Ele pede na Justiça que a Câmara e o Senado parem de reembolsar
deputados e senadores com gastos dessa natureza e passem a realizar
licitação para esses bens e serviços. Despesas consideradas
imprevisíveis como passagens aéreas e hospedagem continuariam sob as
regras atuais. “Apesar de a contratação ser feita pelo parlamentar, a
responsabilidade pela despesa é da Câmara e do Senado, que deveriam
garantir a impessoalidade e a economicidade”, diz o procurador. O
problema, observa, é que isso não ocorre.
Em agosto, a 20ª Vara da Justiça Federal, em Brasília, rejeitou o
pedido de liminar do procurador, que recorreu ao Tribunal Regional
Federal da 1ª Região. O recurso não foi examinado ainda. Somente as
despesas apontadas como passíveis de licitação pelo procurador somaram
mais de R$ 250 milhões nos últimos quatro anos.
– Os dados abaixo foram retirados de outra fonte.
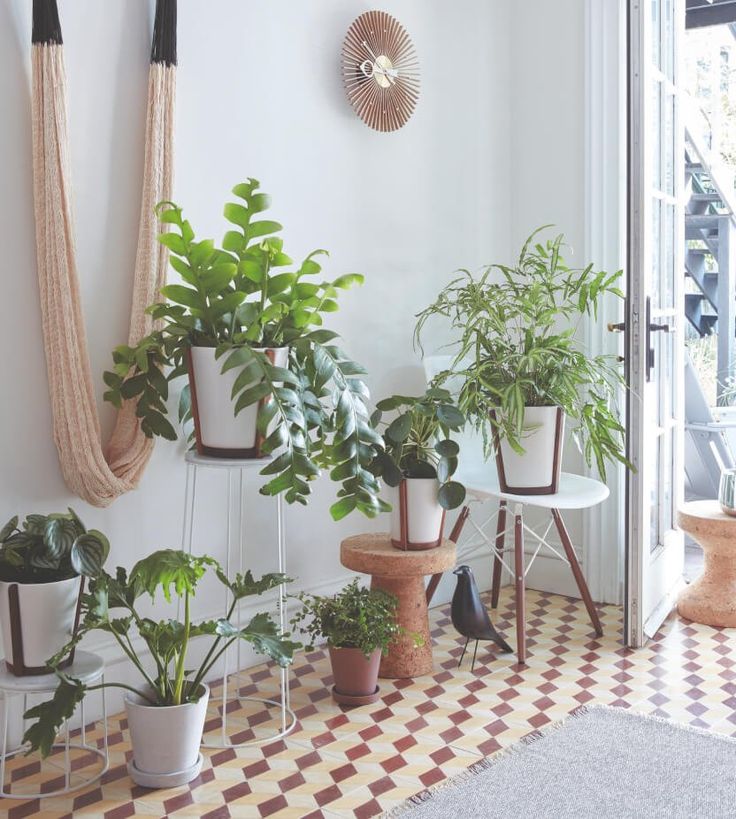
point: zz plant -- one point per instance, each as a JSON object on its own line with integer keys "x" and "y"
{"x": 417, "y": 442}
{"x": 48, "y": 548}
{"x": 112, "y": 606}
{"x": 240, "y": 298}
{"x": 518, "y": 346}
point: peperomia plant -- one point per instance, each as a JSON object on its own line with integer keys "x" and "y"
{"x": 111, "y": 606}
{"x": 47, "y": 548}
{"x": 240, "y": 299}
{"x": 517, "y": 346}
{"x": 418, "y": 444}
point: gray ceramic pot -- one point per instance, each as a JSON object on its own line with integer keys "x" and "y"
{"x": 727, "y": 491}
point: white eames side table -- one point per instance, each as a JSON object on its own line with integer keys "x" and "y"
{"x": 86, "y": 667}
{"x": 575, "y": 492}
{"x": 235, "y": 562}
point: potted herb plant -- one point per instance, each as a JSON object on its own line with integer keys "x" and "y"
{"x": 417, "y": 463}
{"x": 523, "y": 368}
{"x": 359, "y": 624}
{"x": 265, "y": 377}
{"x": 166, "y": 712}
{"x": 43, "y": 563}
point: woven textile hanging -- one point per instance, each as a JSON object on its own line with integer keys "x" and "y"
{"x": 96, "y": 474}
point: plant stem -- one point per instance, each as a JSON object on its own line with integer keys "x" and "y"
{"x": 179, "y": 678}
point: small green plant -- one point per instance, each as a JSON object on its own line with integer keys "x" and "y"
{"x": 112, "y": 607}
{"x": 517, "y": 346}
{"x": 355, "y": 617}
{"x": 240, "y": 299}
{"x": 47, "y": 548}
{"x": 417, "y": 442}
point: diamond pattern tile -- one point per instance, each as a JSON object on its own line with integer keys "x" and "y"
{"x": 361, "y": 762}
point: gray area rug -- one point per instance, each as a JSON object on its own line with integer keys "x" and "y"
{"x": 603, "y": 763}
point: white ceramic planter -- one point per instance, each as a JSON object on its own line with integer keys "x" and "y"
{"x": 425, "y": 516}
{"x": 165, "y": 740}
{"x": 220, "y": 431}
{"x": 47, "y": 615}
{"x": 537, "y": 471}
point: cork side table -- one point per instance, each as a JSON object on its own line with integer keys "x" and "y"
{"x": 402, "y": 574}
{"x": 711, "y": 599}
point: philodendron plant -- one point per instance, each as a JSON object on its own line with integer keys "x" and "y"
{"x": 239, "y": 299}
{"x": 418, "y": 443}
{"x": 518, "y": 346}
{"x": 48, "y": 548}
{"x": 112, "y": 607}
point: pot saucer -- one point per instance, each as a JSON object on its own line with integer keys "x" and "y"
{"x": 146, "y": 780}
{"x": 350, "y": 699}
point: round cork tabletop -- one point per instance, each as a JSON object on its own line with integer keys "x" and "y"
{"x": 373, "y": 554}
{"x": 705, "y": 516}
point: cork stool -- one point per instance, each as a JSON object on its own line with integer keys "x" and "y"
{"x": 711, "y": 599}
{"x": 402, "y": 574}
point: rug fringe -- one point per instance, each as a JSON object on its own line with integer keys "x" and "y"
{"x": 528, "y": 739}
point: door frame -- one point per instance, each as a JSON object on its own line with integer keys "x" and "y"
{"x": 606, "y": 61}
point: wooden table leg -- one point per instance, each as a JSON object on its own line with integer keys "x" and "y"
{"x": 520, "y": 585}
{"x": 575, "y": 566}
{"x": 404, "y": 658}
{"x": 454, "y": 537}
{"x": 500, "y": 545}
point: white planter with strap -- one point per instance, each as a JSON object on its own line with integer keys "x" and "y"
{"x": 219, "y": 432}
{"x": 37, "y": 620}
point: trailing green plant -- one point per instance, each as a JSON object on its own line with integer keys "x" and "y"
{"x": 112, "y": 606}
{"x": 47, "y": 548}
{"x": 418, "y": 444}
{"x": 241, "y": 298}
{"x": 355, "y": 617}
{"x": 517, "y": 346}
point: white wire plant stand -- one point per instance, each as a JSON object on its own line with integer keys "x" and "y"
{"x": 229, "y": 706}
{"x": 88, "y": 668}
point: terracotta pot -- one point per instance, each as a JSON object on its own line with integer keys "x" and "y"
{"x": 37, "y": 620}
{"x": 218, "y": 431}
{"x": 165, "y": 739}
{"x": 417, "y": 519}
{"x": 537, "y": 470}
{"x": 355, "y": 674}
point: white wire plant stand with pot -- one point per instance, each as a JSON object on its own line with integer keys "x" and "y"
{"x": 265, "y": 725}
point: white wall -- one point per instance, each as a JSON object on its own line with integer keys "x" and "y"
{"x": 259, "y": 94}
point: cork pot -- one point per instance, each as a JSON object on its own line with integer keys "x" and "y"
{"x": 37, "y": 620}
{"x": 355, "y": 674}
{"x": 219, "y": 432}
{"x": 536, "y": 471}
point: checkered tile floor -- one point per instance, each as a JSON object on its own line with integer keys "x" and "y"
{"x": 359, "y": 762}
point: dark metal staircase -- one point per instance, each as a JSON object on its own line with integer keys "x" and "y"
{"x": 710, "y": 255}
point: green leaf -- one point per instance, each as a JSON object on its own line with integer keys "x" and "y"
{"x": 52, "y": 714}
{"x": 169, "y": 568}
{"x": 451, "y": 495}
{"x": 182, "y": 295}
{"x": 60, "y": 534}
{"x": 400, "y": 428}
{"x": 89, "y": 552}
{"x": 236, "y": 214}
{"x": 8, "y": 529}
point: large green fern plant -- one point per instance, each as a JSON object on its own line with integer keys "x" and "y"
{"x": 239, "y": 298}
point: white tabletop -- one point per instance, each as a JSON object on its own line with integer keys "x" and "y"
{"x": 86, "y": 667}
{"x": 193, "y": 457}
{"x": 575, "y": 492}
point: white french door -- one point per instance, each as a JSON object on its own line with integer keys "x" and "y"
{"x": 654, "y": 331}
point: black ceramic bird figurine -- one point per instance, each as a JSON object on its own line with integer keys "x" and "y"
{"x": 469, "y": 615}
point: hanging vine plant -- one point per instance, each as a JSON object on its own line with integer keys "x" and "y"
{"x": 242, "y": 299}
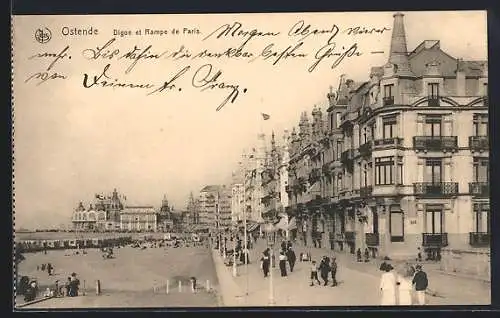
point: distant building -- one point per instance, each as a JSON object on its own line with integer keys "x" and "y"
{"x": 103, "y": 215}
{"x": 138, "y": 219}
{"x": 215, "y": 207}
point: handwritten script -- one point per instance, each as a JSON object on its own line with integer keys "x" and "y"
{"x": 198, "y": 64}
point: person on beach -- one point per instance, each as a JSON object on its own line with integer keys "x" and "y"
{"x": 282, "y": 259}
{"x": 388, "y": 286}
{"x": 314, "y": 274}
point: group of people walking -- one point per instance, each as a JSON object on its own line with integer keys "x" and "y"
{"x": 397, "y": 288}
{"x": 326, "y": 268}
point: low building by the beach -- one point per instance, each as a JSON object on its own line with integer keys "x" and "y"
{"x": 138, "y": 219}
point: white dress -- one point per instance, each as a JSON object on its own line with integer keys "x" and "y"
{"x": 388, "y": 287}
{"x": 405, "y": 289}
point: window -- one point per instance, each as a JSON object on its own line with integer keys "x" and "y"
{"x": 396, "y": 221}
{"x": 433, "y": 170}
{"x": 433, "y": 90}
{"x": 389, "y": 127}
{"x": 481, "y": 218}
{"x": 400, "y": 179}
{"x": 339, "y": 182}
{"x": 388, "y": 91}
{"x": 434, "y": 219}
{"x": 338, "y": 119}
{"x": 384, "y": 167}
{"x": 433, "y": 126}
{"x": 480, "y": 124}
{"x": 481, "y": 170}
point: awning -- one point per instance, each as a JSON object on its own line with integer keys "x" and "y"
{"x": 252, "y": 227}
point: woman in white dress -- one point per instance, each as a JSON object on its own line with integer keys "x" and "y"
{"x": 388, "y": 286}
{"x": 405, "y": 287}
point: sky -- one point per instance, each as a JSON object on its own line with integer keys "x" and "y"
{"x": 71, "y": 142}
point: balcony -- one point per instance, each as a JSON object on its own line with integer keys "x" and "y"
{"x": 372, "y": 239}
{"x": 435, "y": 143}
{"x": 433, "y": 101}
{"x": 388, "y": 101}
{"x": 435, "y": 188}
{"x": 479, "y": 189}
{"x": 347, "y": 156}
{"x": 479, "y": 239}
{"x": 365, "y": 192}
{"x": 365, "y": 149}
{"x": 434, "y": 239}
{"x": 388, "y": 142}
{"x": 350, "y": 236}
{"x": 479, "y": 143}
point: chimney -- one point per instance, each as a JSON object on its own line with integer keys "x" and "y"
{"x": 460, "y": 78}
{"x": 399, "y": 52}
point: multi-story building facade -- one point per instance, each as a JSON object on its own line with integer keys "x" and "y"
{"x": 138, "y": 219}
{"x": 215, "y": 207}
{"x": 103, "y": 215}
{"x": 271, "y": 194}
{"x": 411, "y": 166}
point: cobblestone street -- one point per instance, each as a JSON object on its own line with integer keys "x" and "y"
{"x": 358, "y": 284}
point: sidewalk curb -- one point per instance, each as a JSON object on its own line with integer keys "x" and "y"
{"x": 34, "y": 302}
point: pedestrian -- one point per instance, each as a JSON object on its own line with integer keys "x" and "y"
{"x": 265, "y": 262}
{"x": 68, "y": 287}
{"x": 292, "y": 258}
{"x": 282, "y": 259}
{"x": 367, "y": 255}
{"x": 358, "y": 255}
{"x": 324, "y": 269}
{"x": 333, "y": 271}
{"x": 388, "y": 286}
{"x": 314, "y": 273}
{"x": 405, "y": 287}
{"x": 421, "y": 282}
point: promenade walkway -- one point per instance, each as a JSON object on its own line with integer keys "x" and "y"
{"x": 358, "y": 284}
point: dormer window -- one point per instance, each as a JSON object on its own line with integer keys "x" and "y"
{"x": 433, "y": 91}
{"x": 389, "y": 94}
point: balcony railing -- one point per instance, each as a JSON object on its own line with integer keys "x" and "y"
{"x": 479, "y": 239}
{"x": 434, "y": 239}
{"x": 433, "y": 101}
{"x": 350, "y": 236}
{"x": 372, "y": 239}
{"x": 388, "y": 101}
{"x": 388, "y": 142}
{"x": 479, "y": 143}
{"x": 347, "y": 156}
{"x": 365, "y": 191}
{"x": 435, "y": 143}
{"x": 479, "y": 189}
{"x": 435, "y": 188}
{"x": 365, "y": 149}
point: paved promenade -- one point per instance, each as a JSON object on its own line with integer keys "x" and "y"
{"x": 358, "y": 284}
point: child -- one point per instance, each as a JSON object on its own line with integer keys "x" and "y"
{"x": 314, "y": 274}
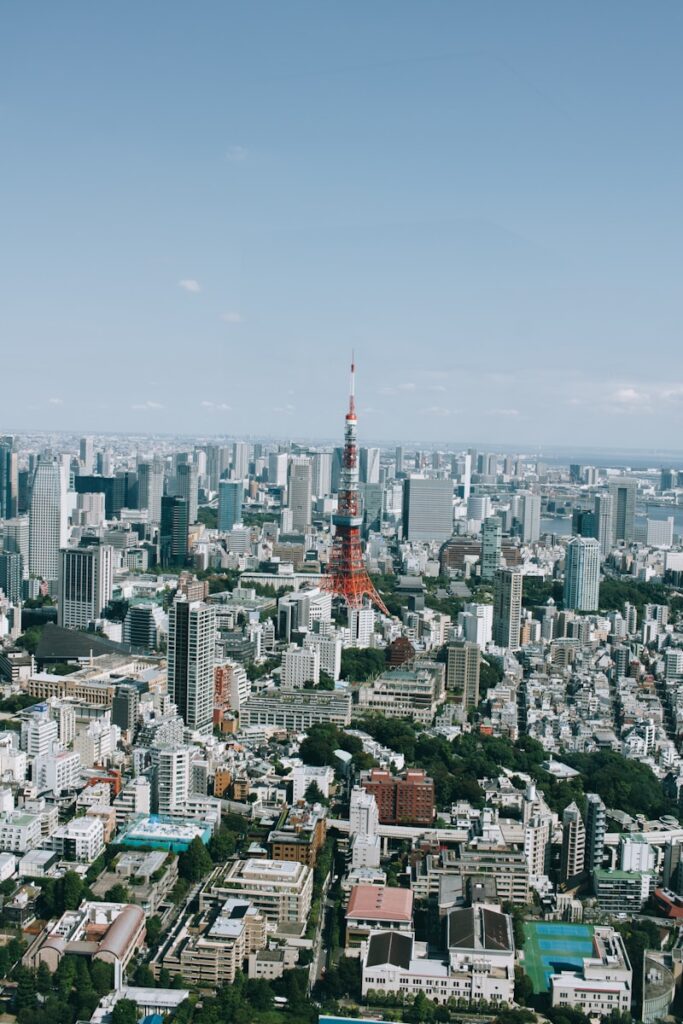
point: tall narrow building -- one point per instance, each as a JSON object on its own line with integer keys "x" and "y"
{"x": 191, "y": 638}
{"x": 624, "y": 493}
{"x": 173, "y": 531}
{"x": 582, "y": 574}
{"x": 492, "y": 546}
{"x": 230, "y": 497}
{"x": 47, "y": 519}
{"x": 507, "y": 607}
{"x": 300, "y": 491}
{"x": 573, "y": 843}
{"x": 86, "y": 579}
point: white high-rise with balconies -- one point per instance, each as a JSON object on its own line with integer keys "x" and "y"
{"x": 47, "y": 519}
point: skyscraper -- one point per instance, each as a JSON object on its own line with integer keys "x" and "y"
{"x": 530, "y": 518}
{"x": 300, "y": 493}
{"x": 8, "y": 478}
{"x": 370, "y": 465}
{"x": 47, "y": 519}
{"x": 86, "y": 579}
{"x": 241, "y": 460}
{"x": 322, "y": 473}
{"x": 173, "y": 530}
{"x": 151, "y": 486}
{"x": 427, "y": 509}
{"x": 492, "y": 544}
{"x": 603, "y": 522}
{"x": 185, "y": 485}
{"x": 582, "y": 574}
{"x": 230, "y": 497}
{"x": 191, "y": 640}
{"x": 463, "y": 672}
{"x": 507, "y": 607}
{"x": 623, "y": 493}
{"x": 596, "y": 826}
{"x": 11, "y": 576}
{"x": 573, "y": 843}
{"x": 87, "y": 455}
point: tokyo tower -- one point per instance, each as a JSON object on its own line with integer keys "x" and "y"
{"x": 347, "y": 577}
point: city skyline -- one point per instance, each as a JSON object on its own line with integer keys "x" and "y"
{"x": 496, "y": 235}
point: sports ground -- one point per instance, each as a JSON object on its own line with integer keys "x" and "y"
{"x": 553, "y": 946}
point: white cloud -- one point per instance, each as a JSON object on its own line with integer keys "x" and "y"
{"x": 220, "y": 407}
{"x": 189, "y": 285}
{"x": 435, "y": 411}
O número, no entanto, é
ainda maior, já que o Senado inclui os gastos com lubrificantes e
combustíveis na mesma rubrica de locomoção e hospedagem, que não
estariam sujeitas ao processo licitatório.
Vantagens
O valor da verba varia de uma casa legislativa para outra e de acordo
com o estado de origem do parlamentar. Por causa dos voos
tradicionalmente mais caros, congressistas da região Norte têm acesso a
uma fatia maior de recursos. Todos os dez deputados que mais gastaram a
cota na legislatura passada representavam estados do Norte. Entre os
senadores, o ranking é igualmente dividido entre nortistas e
nordestinos.
Na Câmara, o benefício vai de R$ 27.977,66 (Distrito Federal) a R$
41.612,80 (Roraima). Líderes e vice-líderes partidários ainda têm
direito a um bônus. No Senado, a cota varia de R$ 21.045,20 (também do
Distrito Federal) a R$ 44.276,60 (Amazonas). O senador também pode
cobrir despesas feitas por seus assessores com transporte, alimentação e
hospedagem.
Além do cotão, os parlamentares têm direito a uma série de outros
benefícios para exercer o mandato. O Congresso banca a moradia de
deputados e senadores por meio de apartamento funcional ou auxílio
financeiro, a contratação de até 25 funcionários por gabinete na Câmara e
55 no Senado, além das despesas médicas dos parlamentares. Os senadores
têm direito ainda a carro oficial com motorista, benefício restrito a
alguns cargos entre os deputados. Nos próximos quatro anos, cada
parlamentar receberá por mês R$ 33,7 mil de salário.